Q: Why is this model so important?
Care home residents don’t need to go into hospital to receive high-quality care. Having an advanced practitioner who knows residents well, just like family, means we can spot deterioration early and act quickly.
It also reduces pressure on primary care and acute services and creates meaningful career development opportunities for nurses and other professionals working in social care.
Q: How important is multi-professional advanced practice?

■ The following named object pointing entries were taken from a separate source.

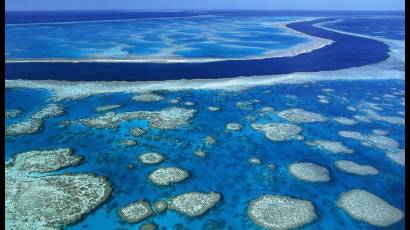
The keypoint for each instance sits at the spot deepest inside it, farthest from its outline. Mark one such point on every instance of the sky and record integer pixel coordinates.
(15, 5)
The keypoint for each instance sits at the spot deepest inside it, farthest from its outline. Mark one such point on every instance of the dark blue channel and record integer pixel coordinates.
(346, 51)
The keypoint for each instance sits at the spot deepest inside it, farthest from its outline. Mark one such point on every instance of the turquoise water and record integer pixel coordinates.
(195, 37)
(225, 169)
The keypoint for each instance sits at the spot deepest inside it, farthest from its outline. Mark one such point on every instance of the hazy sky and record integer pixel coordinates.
(205, 4)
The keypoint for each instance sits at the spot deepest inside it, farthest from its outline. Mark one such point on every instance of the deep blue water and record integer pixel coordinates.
(388, 27)
(346, 51)
(225, 169)
(16, 17)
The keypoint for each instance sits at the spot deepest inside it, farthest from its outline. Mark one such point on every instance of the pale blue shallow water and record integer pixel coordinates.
(194, 37)
(225, 169)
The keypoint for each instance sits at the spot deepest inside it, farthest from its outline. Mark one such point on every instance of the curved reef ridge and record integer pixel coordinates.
(365, 206)
(49, 202)
(353, 50)
(281, 212)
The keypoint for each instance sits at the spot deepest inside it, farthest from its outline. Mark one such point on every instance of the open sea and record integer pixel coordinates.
(101, 46)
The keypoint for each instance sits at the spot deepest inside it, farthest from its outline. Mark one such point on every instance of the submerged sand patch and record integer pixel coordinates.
(308, 171)
(166, 176)
(355, 168)
(301, 116)
(330, 146)
(136, 212)
(279, 131)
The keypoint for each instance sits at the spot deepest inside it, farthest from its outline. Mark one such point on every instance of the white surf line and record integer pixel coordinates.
(80, 89)
(313, 44)
(396, 47)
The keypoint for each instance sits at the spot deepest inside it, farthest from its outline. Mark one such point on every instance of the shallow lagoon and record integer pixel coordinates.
(241, 181)
(157, 39)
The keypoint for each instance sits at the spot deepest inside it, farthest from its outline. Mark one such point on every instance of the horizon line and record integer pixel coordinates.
(158, 10)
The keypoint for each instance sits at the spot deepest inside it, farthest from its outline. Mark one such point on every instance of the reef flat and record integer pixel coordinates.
(194, 203)
(52, 201)
(365, 206)
(240, 165)
(35, 122)
(281, 212)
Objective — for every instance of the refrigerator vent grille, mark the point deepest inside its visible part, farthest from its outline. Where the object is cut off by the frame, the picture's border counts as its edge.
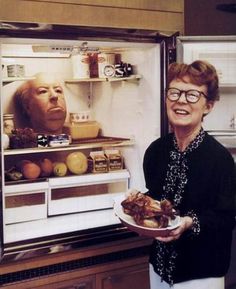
(35, 273)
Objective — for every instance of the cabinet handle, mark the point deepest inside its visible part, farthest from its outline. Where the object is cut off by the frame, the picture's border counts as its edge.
(81, 286)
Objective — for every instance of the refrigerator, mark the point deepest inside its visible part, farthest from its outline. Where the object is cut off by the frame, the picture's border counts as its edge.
(129, 108)
(75, 210)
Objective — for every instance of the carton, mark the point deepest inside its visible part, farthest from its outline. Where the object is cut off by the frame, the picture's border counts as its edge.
(115, 159)
(97, 162)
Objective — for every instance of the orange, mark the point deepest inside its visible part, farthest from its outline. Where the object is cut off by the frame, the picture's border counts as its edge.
(30, 170)
(46, 167)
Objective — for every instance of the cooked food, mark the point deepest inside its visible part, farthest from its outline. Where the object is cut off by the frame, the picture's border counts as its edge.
(148, 212)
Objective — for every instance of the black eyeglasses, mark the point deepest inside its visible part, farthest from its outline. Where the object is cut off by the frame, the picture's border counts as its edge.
(191, 96)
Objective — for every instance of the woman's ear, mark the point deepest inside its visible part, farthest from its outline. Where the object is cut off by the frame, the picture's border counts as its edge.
(209, 107)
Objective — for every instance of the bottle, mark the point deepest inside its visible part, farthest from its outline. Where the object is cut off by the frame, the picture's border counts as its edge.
(8, 123)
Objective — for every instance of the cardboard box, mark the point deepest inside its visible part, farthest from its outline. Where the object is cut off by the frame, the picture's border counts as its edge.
(97, 162)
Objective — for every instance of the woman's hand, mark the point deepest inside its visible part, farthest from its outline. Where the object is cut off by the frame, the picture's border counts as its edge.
(186, 223)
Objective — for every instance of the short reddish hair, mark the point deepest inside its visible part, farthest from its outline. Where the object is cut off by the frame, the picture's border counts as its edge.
(200, 73)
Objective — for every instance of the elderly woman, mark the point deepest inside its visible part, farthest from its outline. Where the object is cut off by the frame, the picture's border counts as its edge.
(41, 104)
(197, 174)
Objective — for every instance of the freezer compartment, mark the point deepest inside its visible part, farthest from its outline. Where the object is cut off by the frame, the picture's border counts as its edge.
(25, 203)
(86, 193)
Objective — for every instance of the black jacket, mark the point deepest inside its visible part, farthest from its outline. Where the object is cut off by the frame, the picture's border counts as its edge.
(210, 192)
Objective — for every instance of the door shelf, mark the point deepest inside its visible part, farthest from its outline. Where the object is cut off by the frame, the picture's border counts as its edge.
(89, 179)
(107, 79)
(82, 145)
(68, 181)
(12, 79)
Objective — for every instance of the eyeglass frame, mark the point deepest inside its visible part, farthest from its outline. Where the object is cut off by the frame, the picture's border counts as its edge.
(185, 94)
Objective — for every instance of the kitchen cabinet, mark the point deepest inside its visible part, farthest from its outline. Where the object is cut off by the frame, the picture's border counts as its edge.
(123, 264)
(161, 15)
(130, 277)
(77, 283)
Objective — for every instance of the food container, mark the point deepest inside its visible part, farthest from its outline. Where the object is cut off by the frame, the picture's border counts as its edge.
(82, 130)
(15, 70)
(80, 65)
(80, 116)
(8, 123)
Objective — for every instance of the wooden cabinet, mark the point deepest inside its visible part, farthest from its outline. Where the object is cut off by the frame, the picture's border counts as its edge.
(77, 283)
(129, 277)
(161, 15)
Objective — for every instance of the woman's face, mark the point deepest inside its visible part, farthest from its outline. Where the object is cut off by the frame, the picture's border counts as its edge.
(47, 106)
(185, 115)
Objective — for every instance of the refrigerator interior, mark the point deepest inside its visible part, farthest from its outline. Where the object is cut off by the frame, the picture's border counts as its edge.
(128, 109)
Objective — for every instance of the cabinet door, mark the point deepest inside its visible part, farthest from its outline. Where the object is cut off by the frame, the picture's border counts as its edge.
(78, 283)
(129, 277)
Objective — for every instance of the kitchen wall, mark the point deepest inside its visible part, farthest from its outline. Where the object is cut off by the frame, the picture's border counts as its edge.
(202, 18)
(163, 15)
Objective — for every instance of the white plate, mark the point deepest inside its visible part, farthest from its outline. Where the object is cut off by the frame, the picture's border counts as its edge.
(129, 222)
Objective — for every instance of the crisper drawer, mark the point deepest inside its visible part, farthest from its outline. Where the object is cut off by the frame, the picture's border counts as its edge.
(86, 192)
(25, 202)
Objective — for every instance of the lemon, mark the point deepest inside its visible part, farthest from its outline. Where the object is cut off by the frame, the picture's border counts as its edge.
(59, 169)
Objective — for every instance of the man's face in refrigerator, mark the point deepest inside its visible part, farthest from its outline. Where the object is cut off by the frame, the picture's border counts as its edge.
(182, 114)
(45, 104)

It’s absolutely vital. While many advanced practitioners are nurses, we also have paramedics, physiotherapists, pharmacists and others working at this level. We all bring different perspectives and expertise, and patients benefit enormously from that. There’s also a big piece of work needed to help the public understand the breadth of advanced practice roles.
Q: What role do professional networks play?
Networks are incredibly powerful. The Queen’s Institute of Community Nursing (QICN), for example, allows us to connect, influence policy and raise issues at senior levels. This care home pilot actually came about through relationships built via QICN. It shows how networking and leadership can directly improve patient care.
Q: What message would you leave for advanced practitioners?
Advanced practice makes a real difference. Hearing a patient say, “If it weren’t for you, I wouldn’t have had my diagnosis,” makes all the hard work worthwhile.
We should continue to celebrate advanced practice, support each other and keep pushing for innovation, because the future really is positive.